From the MBA: The GSEs’ delinquency ratio is now 1.79%.


In the second year of this economic expansion, we have sub-4% mortgage rates and the best demographics for housing ever. And it’s not just the millennials who are buying. Housing demand is coming from move up, move down, cash and investor buyers along with all those coming into the ages for first-time home buying. That is our set-up for 2022. The notion that prices are going to go back down to 2012 or even 1996 levels is just silly.

In 2005 to 2008, we had forced selling of homes with no equity in a job loss recession, with credit getting tighter and weaker demographics for housing. The period from 2002 to 2011 was essentially the exact opposite of the housing market environment of 2014-2021.

Having said that, why do I now stress how unhealthy the housing market is? In brief, prices are accelerating beyond my comfort zone. If the cumulative growth in prices during the years 2020 to 2024 maxed at 23%, I believed that would be manageable. Nominal home price growth of 4.6%, on average, each year, would mean home price growth would not be much of a concern versus wage growth. 

But home price growth has been more than 23% in less than two years.
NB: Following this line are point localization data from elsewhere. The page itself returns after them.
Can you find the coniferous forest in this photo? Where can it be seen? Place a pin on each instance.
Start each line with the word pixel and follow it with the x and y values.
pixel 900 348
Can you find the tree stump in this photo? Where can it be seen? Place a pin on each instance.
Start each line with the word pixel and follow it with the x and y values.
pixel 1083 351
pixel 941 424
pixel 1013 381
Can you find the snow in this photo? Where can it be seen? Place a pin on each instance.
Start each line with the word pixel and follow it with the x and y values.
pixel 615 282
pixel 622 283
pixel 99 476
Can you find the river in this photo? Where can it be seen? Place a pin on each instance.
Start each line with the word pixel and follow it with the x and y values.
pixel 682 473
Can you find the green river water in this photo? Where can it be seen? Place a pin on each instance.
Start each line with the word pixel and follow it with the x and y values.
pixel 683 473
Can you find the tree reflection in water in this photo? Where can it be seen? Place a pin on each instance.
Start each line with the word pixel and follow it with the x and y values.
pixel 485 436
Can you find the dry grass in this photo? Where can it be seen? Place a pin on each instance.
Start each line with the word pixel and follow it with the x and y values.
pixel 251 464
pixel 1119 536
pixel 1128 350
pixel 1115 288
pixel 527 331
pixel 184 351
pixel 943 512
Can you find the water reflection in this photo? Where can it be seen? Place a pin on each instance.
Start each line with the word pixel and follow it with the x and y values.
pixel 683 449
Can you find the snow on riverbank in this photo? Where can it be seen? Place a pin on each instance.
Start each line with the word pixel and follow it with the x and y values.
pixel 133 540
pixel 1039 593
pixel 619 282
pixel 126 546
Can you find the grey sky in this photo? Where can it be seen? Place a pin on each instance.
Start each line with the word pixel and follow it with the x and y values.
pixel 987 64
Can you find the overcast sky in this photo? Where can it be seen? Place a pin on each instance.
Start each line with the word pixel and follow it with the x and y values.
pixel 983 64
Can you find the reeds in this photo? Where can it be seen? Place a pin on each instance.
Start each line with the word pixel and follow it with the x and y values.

The housing market broke out of its doldrums in February of 2020, before the COVID crisis started. Median home price growth had gone up to 8% that month. In 2019, real home prices briefly were negative year over year, which at the time, I said was healthy. If we could create an ideal environment, home price growth would be flat to negative for the next three years, allowing wages to grow into the expansion. But the real world isn’t ideal and the housing market doesn’t care about my model. 

I hope we do get a repeat of the economic conditions we had in 2013 to 2014, which was the last time we saw unhealthy price growth like we are seeing now. After 2013, the rate of price growth fell, which was very healthy. Purchase application data went negative 20% year over year, on trend, and existing home sales ended the year slightly negative compared to 2013.

This kind of retraction of price growth after a period of rapid growth also happened in 2018 to 2019 as well, but much less extreme. We need balance to replace overheating. Back in April I said home price growth should cool down. By late June we started seeing some signs of a cooling market with rising inventory. The S&P CoreLogic Case Shiller home price data is still showing growth even while inventory is rising, but that data lags.

Inventory increasing from all-time lows is due to the usual seasonality of this metric. We need to see total inventory levels rising this year and into next year to really buy into the idea that the market is cooling and becoming more healthy.

But the years 2022 and 2023 are the sweet spot years for housing demographics. We will have the largest group of ages 30 to 31 in history, and the average age of the first-time homebuyer is now 33. When we add in all  the move up, move down, cash and investor buyers, demand will stay stable. This will be problematic for those of us who are cheering for inventory to grow, but since we don’t have a credit boom, I am hoping that we get that drastic cool-down in prices. 

Comments

  1. Spot on.

    I feel like a broken record repeating the economic fundamentals to the first time buyers saying they will wait for their purchase or move-up / downsizers who are considering selling now and renting for a year or two “so we can buy when prices precipitously drop.” Is there a mechanism for me to bulk purchase copies of this article for sending to my client family?

    1. Many people don’t take the time to look at historical data to show the difference between 2002-2011 vs. 2012-2021. Personally, historically, these two periods are as different as you can imagine when talking about the credit, sales, and demographic profiles. This was the big reason why the Housing Bubble Boys failed so badly from 2012-2019 and took it to another level with their flawed premise of a near 90% crash in home prices back to 2012 levels.